Fed-up friend

Dear Queenie,

One of my friends always has some nasty comment about anything I tell him.

Queenie, I don’t want to offend him but I don’t want to stop being friends with him. What can I do?—Fed-up friend

 

Dear Fed-up friend,

Tell him calmly how you feel about his comments and hope your friendship survives. If it does not, you have my condolences, but sometimes that is the way things go.

Fed up

Dear Queenie,

I have a chronic condition that there is no cure for and when people find out about it they always make some comment about it.

Queenie, what’s a good way to respond?—Fed up

Dear Fed up,

If the comment is sympathetic or a compliment, thank them. If it is a suggestion about how to cure yourself, thank them and tell them that is up to your doctor. And if they say it is “all in your head,” just ignore them.

Faithful reader

Dear Queenie,

I keep my cell phone locked, not that there is anything there for my wife to find, but she is not “doing her job” and if she ever tried to snoop on my phone I would end our marriage.

Queenie, what do you say about all this?—Faithful reader

Dear Faithful reader,

I feel sorry for your wife, and I thank you for reading my column.

Worried mother

Dear Queenie,

My daughter is almost in her teens and is thinking about having a boyfriend, but I want her to wait until she is older. Meanwhile, she is hanging out with a bunch of girls who keep getting in trouble and I want her to keep away from them.

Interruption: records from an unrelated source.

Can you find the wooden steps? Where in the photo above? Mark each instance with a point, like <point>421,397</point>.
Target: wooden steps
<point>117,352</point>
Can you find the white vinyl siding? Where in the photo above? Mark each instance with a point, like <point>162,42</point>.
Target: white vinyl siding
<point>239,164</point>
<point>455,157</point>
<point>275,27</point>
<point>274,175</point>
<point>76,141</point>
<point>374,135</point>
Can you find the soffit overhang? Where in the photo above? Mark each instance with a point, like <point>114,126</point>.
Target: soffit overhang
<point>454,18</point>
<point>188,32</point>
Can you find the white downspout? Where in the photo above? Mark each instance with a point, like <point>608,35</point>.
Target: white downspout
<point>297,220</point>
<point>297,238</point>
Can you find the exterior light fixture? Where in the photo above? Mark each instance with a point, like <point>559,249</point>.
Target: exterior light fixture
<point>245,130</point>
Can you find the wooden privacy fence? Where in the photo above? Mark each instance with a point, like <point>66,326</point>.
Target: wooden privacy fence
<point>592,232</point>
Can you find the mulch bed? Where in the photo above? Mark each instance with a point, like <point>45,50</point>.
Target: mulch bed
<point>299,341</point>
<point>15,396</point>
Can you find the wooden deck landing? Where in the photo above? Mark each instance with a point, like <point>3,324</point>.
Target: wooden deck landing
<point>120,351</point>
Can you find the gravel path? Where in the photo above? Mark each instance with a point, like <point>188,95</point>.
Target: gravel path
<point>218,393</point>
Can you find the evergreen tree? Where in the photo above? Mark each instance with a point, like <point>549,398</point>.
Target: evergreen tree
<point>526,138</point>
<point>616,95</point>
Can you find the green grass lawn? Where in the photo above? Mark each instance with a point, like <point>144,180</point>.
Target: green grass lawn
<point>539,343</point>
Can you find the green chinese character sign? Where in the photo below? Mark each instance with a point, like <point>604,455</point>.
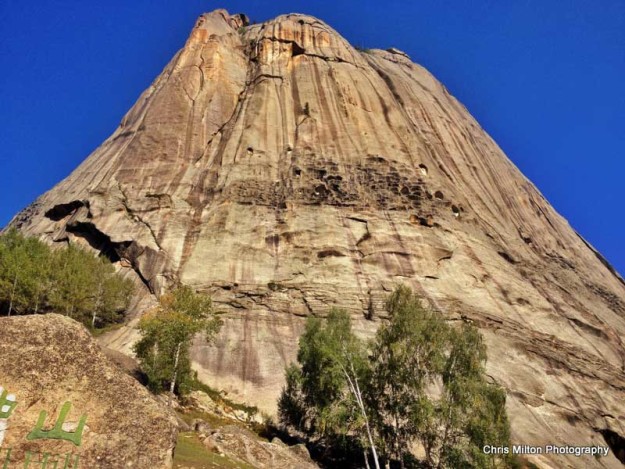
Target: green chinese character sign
<point>57,432</point>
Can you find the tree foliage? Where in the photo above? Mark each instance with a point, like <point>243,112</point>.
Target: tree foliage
<point>422,382</point>
<point>36,279</point>
<point>166,335</point>
<point>324,397</point>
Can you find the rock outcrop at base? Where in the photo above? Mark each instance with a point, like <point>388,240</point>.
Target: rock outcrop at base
<point>284,172</point>
<point>72,405</point>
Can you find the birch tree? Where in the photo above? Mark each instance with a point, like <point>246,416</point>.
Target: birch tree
<point>167,333</point>
<point>324,395</point>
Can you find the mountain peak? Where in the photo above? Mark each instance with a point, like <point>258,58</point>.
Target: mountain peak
<point>284,172</point>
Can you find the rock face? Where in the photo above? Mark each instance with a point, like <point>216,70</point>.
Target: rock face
<point>49,361</point>
<point>282,171</point>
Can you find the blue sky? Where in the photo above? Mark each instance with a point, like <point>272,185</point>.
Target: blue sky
<point>544,78</point>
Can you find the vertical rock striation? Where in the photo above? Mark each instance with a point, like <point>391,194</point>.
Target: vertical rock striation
<point>282,171</point>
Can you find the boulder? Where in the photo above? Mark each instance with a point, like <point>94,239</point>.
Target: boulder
<point>72,404</point>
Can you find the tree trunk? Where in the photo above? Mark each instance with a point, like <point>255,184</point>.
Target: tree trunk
<point>172,385</point>
<point>355,389</point>
<point>97,305</point>
<point>12,294</point>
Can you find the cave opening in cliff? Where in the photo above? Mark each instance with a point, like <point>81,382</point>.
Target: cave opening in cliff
<point>616,443</point>
<point>296,50</point>
<point>60,211</point>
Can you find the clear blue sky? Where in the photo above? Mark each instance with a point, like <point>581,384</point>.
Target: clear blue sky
<point>546,79</point>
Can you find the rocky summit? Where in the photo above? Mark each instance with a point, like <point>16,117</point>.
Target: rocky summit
<point>64,404</point>
<point>283,171</point>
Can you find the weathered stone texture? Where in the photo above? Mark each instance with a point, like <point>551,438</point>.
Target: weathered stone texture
<point>49,360</point>
<point>283,171</point>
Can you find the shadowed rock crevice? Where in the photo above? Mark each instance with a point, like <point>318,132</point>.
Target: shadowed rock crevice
<point>60,211</point>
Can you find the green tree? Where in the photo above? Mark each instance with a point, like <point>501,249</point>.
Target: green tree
<point>428,384</point>
<point>324,396</point>
<point>167,332</point>
<point>407,354</point>
<point>24,264</point>
<point>470,412</point>
<point>419,381</point>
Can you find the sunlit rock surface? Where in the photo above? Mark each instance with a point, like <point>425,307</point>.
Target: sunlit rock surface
<point>283,171</point>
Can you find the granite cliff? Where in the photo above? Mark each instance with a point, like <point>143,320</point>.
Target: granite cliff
<point>283,171</point>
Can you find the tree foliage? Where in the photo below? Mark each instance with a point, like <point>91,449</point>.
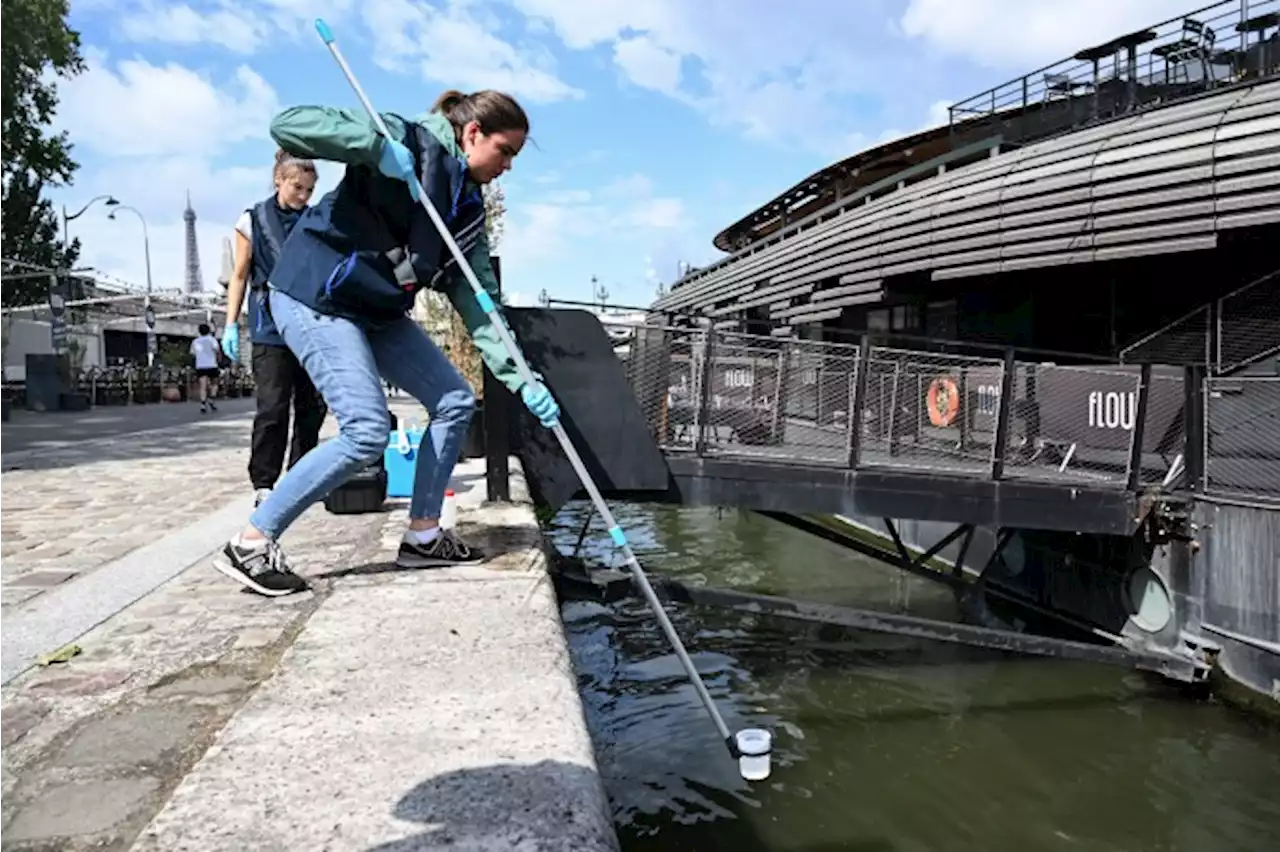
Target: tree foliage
<point>36,49</point>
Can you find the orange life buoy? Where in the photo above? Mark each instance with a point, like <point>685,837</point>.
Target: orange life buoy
<point>944,401</point>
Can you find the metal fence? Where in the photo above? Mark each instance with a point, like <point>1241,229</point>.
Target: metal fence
<point>1228,334</point>
<point>1207,47</point>
<point>1242,438</point>
<point>867,406</point>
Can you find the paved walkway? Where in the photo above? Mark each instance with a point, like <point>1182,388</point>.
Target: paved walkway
<point>49,430</point>
<point>384,710</point>
<point>69,508</point>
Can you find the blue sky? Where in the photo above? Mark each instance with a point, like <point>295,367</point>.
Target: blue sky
<point>657,122</point>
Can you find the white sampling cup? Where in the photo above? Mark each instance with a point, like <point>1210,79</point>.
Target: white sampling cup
<point>754,746</point>
<point>449,511</point>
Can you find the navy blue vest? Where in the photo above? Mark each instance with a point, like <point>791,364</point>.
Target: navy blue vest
<point>270,228</point>
<point>366,248</point>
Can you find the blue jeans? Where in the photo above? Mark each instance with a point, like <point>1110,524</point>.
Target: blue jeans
<point>347,366</point>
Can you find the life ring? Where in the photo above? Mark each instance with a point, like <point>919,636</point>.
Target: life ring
<point>944,401</point>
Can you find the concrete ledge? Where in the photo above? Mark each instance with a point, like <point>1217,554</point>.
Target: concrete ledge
<point>416,710</point>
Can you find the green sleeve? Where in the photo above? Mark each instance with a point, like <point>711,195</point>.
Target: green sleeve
<point>492,351</point>
<point>332,133</point>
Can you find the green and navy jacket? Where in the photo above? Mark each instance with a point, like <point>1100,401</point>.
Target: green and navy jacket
<point>366,248</point>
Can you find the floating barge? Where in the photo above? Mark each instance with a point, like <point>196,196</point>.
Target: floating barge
<point>1031,353</point>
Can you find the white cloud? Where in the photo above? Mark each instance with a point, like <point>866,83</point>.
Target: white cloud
<point>562,223</point>
<point>155,132</point>
<point>760,72</point>
<point>245,27</point>
<point>138,109</point>
<point>649,64</point>
<point>1024,33</point>
<point>225,26</point>
<point>455,45</point>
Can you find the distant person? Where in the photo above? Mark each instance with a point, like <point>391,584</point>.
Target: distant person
<point>278,375</point>
<point>206,351</point>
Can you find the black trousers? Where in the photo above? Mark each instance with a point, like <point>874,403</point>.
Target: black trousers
<point>280,380</point>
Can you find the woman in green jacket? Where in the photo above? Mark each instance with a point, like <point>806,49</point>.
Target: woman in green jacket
<point>339,294</point>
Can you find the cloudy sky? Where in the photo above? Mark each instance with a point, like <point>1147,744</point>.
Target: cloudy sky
<point>656,122</point>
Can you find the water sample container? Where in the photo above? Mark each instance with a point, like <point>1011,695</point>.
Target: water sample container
<point>449,511</point>
<point>754,746</point>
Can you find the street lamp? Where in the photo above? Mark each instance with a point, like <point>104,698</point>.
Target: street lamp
<point>146,248</point>
<point>67,218</point>
<point>599,292</point>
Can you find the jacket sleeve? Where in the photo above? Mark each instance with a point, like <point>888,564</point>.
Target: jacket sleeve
<point>332,133</point>
<point>492,351</point>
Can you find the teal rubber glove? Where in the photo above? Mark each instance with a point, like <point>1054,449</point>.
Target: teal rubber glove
<point>231,340</point>
<point>540,403</point>
<point>396,161</point>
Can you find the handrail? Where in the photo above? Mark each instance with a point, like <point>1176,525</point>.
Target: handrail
<point>1019,94</point>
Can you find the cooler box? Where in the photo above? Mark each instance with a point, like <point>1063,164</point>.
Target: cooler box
<point>400,458</point>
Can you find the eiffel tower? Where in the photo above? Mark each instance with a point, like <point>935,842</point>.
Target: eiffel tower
<point>195,280</point>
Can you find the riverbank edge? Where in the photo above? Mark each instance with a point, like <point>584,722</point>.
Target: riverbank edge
<point>506,760</point>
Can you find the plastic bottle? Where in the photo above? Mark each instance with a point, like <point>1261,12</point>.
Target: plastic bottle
<point>754,746</point>
<point>449,511</point>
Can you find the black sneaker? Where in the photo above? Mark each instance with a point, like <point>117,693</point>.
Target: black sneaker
<point>444,549</point>
<point>263,569</point>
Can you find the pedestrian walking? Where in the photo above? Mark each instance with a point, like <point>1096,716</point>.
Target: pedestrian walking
<point>206,353</point>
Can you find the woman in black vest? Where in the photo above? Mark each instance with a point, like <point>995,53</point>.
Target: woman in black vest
<point>341,293</point>
<point>278,376</point>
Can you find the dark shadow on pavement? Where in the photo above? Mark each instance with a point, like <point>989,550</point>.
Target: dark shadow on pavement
<point>549,805</point>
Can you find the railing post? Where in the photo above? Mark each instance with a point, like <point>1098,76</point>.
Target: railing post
<point>1194,426</point>
<point>777,427</point>
<point>704,390</point>
<point>859,403</point>
<point>1006,402</point>
<point>1139,421</point>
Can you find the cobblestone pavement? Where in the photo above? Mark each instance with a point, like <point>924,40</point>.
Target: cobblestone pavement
<point>91,749</point>
<point>73,509</point>
<point>67,511</point>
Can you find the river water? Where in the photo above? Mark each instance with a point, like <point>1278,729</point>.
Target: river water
<point>887,743</point>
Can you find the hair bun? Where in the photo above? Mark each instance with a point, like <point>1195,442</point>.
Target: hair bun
<point>446,102</point>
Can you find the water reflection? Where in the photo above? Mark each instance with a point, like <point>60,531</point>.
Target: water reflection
<point>885,742</point>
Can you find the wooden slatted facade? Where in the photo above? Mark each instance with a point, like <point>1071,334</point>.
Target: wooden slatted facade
<point>1164,181</point>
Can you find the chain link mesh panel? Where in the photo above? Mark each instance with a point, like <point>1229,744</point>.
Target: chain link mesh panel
<point>1242,438</point>
<point>929,411</point>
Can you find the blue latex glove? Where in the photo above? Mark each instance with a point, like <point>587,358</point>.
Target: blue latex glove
<point>231,340</point>
<point>396,161</point>
<point>540,403</point>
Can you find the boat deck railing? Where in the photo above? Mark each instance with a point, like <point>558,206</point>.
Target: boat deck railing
<point>1226,335</point>
<point>1210,47</point>
<point>909,408</point>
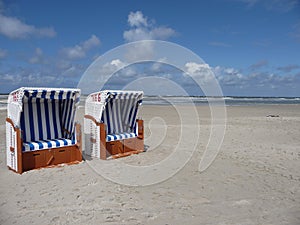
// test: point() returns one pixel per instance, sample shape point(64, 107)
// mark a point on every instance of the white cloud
point(219, 44)
point(38, 57)
point(137, 19)
point(3, 53)
point(142, 29)
point(12, 27)
point(79, 51)
point(194, 68)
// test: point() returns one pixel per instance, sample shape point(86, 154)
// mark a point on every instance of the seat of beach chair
point(110, 122)
point(42, 120)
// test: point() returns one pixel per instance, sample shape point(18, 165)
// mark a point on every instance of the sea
point(229, 101)
point(202, 100)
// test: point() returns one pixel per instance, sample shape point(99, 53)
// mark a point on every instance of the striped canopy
point(43, 113)
point(117, 109)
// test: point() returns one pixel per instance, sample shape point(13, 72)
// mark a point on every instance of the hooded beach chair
point(40, 128)
point(110, 125)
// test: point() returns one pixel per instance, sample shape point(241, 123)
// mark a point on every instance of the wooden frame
point(120, 148)
point(47, 157)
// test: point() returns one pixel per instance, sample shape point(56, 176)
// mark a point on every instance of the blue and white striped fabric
point(47, 119)
point(116, 137)
point(120, 114)
point(44, 144)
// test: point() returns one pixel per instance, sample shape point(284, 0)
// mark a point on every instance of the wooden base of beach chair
point(51, 157)
point(47, 157)
point(117, 149)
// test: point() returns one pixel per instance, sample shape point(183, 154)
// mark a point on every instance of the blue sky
point(252, 46)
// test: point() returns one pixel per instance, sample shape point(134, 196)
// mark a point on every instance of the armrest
point(92, 119)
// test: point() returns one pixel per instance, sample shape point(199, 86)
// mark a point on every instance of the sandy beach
point(255, 178)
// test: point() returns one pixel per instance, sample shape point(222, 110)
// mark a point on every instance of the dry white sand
point(255, 178)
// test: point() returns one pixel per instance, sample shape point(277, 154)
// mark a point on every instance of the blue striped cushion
point(47, 119)
point(120, 112)
point(44, 144)
point(122, 136)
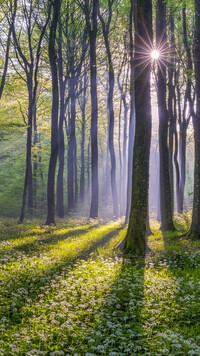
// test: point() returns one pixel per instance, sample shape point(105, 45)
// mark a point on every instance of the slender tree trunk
point(54, 117)
point(71, 146)
point(61, 143)
point(7, 51)
point(75, 176)
point(28, 172)
point(165, 189)
point(137, 227)
point(132, 116)
point(94, 117)
point(111, 81)
point(82, 176)
point(195, 226)
point(88, 171)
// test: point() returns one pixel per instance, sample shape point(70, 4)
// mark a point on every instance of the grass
point(67, 290)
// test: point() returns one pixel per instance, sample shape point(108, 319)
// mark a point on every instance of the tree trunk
point(165, 189)
point(61, 143)
point(111, 81)
point(28, 172)
point(132, 116)
point(195, 226)
point(82, 176)
point(137, 227)
point(94, 115)
point(54, 117)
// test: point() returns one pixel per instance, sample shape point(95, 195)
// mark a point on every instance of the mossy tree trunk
point(54, 116)
point(165, 188)
point(195, 226)
point(137, 228)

Queenie, what do you advise?—Worried mother

Dear Mother,

Keep your daughter busy with out-of school activities like sports, scouting, music and/or art, and make sure she does not have time to spend with people you do not approve of.

Confused

Dear Queenie,

I’ve been going for four years with a man who was married before, but both he and his wife had outside affairs and they finally got divorced.

He is in counselling and he claims he would not do all that again, but one time when he got drunk he had sex with a woman who came on to him. He admitted it and regrets it and he swears he would never do it again and since then he has been faithful to me and he wants us to get married, but I have my doubts.

Queenie, do you think I can trust him?—Confused

Dear Confused,

All relationships require trust in one another and this man is trying to prove that you can trust him, but he still might cheat if the two of you start having problems.

Do not make any commitment to him until you are sure you are ready for it.